On Wed, Feb 12, 2025 at 1:03 PM Andres Freund <andres(at)anarazel(dot)de> wrote:
> On 2025-02-11 13:12:17 +1300, Thomas Munro wrote:
> > I was also
> > anticipating future code that would need to multiply that number by other
> > terms to allocate shared memory, but after some off-list discussion, that
> > seems OK: such code should be able to deal with that using GUCs instead of
> > maximally pessimal allocation. 128 gives a nice round number of 1M as a
> > maximum transfer size, and comparable systems seem to have upper limits
> > around that mark. Patch attached.
>
> To make that possible we'd need two different io_combine_limit GUCs, one
> PGC_POSTMASTER that defines a hard max, and one that can be changed at
> runtime, up to the PGC_POSTMASTER one.
>
> It's somewhat painful to have such GUCs, because we don't have real
> infrastructure for interdependent GUCs. Typically the easiest way is to just
> do a Min() at runtime between the two GUCs. But looking at the number of
> references to io_combine_limit in read_stream.c, that doesn't look like fun.
>
> Do you have a good idea how to keep read_stream.c readable?
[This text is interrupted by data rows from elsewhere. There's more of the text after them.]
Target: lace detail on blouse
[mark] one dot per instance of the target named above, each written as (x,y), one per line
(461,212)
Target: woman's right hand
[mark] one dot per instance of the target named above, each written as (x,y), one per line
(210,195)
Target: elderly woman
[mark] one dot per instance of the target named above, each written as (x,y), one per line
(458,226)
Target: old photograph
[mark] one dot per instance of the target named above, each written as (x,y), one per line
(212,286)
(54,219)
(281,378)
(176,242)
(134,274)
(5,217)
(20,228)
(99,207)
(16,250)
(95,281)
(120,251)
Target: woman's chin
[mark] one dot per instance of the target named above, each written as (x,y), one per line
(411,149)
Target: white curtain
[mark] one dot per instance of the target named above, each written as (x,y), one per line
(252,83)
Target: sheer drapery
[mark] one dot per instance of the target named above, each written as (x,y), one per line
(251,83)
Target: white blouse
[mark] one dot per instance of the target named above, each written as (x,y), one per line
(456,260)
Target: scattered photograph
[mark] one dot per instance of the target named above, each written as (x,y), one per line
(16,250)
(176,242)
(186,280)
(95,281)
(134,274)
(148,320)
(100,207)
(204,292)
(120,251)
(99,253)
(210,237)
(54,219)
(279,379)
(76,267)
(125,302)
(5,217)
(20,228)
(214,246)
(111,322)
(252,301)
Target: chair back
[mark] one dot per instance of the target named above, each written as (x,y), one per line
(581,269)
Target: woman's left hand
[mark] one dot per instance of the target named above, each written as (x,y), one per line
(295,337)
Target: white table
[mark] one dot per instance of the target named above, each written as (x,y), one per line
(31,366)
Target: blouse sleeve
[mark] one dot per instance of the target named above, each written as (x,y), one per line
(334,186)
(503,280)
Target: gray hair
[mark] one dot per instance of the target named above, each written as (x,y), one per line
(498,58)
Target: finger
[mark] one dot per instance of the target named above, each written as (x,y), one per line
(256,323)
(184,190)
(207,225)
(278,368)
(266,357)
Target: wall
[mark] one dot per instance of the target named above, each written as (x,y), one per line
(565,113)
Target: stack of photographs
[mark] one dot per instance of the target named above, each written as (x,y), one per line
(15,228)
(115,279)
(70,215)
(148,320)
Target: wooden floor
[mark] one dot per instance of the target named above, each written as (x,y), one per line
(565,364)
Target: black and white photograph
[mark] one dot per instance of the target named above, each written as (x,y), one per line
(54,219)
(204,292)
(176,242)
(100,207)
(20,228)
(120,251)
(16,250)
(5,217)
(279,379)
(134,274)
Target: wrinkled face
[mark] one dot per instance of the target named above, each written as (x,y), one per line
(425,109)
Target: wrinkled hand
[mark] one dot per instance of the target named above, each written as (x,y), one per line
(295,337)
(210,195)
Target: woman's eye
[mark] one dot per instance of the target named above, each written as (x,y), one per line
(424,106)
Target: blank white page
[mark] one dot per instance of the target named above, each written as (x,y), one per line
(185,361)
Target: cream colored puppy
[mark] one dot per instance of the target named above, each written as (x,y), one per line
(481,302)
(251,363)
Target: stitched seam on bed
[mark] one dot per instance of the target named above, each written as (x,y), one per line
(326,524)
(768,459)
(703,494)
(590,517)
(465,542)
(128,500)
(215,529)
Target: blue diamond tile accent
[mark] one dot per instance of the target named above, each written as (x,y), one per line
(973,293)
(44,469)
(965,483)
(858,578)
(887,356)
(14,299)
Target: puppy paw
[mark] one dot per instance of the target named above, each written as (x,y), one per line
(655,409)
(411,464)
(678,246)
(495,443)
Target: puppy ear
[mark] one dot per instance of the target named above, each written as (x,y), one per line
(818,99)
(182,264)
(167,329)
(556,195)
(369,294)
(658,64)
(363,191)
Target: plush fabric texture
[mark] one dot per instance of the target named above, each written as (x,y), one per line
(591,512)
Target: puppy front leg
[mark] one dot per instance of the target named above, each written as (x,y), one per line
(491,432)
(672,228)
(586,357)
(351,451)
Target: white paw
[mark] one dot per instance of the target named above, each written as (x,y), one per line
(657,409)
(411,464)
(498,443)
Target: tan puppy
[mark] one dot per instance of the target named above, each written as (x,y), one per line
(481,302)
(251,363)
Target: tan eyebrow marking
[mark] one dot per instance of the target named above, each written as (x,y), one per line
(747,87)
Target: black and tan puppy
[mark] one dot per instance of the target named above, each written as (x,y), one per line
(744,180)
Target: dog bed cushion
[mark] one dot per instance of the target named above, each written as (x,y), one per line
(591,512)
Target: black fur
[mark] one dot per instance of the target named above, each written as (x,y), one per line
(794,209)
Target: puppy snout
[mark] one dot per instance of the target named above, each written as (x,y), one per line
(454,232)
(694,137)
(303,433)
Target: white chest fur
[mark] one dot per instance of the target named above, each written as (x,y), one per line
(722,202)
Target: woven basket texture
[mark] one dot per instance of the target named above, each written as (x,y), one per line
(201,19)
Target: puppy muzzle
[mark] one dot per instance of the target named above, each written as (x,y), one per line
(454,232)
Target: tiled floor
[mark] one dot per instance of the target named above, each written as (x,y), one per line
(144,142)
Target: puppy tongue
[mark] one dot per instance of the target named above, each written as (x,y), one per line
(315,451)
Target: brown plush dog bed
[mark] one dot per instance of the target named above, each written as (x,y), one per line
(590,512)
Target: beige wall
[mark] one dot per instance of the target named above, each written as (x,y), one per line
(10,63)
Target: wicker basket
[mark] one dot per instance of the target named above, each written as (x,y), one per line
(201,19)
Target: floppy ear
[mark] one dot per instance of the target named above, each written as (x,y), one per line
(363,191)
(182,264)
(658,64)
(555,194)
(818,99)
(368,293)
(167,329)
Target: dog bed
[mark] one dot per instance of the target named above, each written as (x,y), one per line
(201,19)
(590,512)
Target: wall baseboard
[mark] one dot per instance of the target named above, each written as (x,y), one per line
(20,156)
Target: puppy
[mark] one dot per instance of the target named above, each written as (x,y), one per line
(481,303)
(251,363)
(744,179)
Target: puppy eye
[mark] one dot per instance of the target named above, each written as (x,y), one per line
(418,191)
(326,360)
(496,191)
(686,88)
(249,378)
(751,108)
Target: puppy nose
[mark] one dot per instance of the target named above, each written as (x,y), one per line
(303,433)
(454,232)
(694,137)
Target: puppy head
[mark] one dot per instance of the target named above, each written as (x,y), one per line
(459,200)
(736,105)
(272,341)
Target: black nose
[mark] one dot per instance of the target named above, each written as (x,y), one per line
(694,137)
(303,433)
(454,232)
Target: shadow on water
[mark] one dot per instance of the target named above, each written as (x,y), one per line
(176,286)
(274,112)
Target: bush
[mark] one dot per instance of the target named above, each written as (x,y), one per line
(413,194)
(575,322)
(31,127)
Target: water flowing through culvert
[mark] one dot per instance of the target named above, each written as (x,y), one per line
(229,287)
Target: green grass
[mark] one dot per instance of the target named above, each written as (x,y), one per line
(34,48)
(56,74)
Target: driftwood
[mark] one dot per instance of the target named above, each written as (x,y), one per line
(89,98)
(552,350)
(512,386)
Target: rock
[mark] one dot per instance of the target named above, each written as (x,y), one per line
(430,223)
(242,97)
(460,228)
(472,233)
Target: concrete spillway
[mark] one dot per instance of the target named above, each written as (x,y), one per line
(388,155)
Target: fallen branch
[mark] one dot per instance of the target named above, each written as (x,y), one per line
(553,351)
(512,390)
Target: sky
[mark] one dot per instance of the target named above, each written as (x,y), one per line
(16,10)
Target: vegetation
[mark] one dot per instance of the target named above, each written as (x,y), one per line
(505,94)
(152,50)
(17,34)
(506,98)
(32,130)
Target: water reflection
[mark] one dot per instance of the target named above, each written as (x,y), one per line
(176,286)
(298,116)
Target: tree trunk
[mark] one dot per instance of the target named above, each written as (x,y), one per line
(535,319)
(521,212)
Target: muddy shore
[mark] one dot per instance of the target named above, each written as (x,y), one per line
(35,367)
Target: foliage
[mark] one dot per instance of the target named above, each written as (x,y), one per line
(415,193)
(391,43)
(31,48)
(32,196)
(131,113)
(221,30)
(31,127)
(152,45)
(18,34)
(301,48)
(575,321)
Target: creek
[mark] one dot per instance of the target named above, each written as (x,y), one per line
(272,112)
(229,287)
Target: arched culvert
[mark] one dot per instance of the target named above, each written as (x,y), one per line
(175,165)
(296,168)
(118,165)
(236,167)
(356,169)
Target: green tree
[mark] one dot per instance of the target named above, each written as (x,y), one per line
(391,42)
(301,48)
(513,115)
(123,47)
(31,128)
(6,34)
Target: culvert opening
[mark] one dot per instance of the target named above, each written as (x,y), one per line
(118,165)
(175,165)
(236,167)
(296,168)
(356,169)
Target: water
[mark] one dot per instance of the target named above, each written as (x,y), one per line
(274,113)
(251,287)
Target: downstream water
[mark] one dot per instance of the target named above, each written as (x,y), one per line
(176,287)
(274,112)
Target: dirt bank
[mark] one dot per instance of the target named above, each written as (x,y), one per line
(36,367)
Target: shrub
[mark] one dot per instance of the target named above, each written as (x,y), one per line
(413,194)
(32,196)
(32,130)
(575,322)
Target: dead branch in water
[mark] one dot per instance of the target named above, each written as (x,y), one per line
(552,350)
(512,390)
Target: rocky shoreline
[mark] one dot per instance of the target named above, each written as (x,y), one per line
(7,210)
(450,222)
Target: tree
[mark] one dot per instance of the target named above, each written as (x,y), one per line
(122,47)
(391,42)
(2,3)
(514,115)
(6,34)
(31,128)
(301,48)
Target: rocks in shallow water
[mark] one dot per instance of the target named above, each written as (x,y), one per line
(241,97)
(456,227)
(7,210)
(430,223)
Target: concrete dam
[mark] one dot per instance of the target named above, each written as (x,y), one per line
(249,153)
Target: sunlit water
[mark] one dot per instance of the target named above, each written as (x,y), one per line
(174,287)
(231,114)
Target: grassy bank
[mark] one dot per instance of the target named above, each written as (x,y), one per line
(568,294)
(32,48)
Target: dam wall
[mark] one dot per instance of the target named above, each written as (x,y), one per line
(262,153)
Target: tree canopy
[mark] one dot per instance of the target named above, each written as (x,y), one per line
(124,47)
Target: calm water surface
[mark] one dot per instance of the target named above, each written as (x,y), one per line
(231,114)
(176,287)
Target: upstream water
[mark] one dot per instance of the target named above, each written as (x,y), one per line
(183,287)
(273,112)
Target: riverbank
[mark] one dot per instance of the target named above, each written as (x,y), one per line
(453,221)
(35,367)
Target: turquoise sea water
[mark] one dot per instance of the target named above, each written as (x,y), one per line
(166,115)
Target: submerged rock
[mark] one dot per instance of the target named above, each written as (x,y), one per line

How about just maintaining it in a new variable
effective_io_combine_limit, whenever either of them is assigned? You
don't get a friendly error message if you set the user-changeable one
too high, but the relationship between them can at least be clearly
documented. Something like this... (I didn't update the name in lots
of comments because it would reflow all the text...).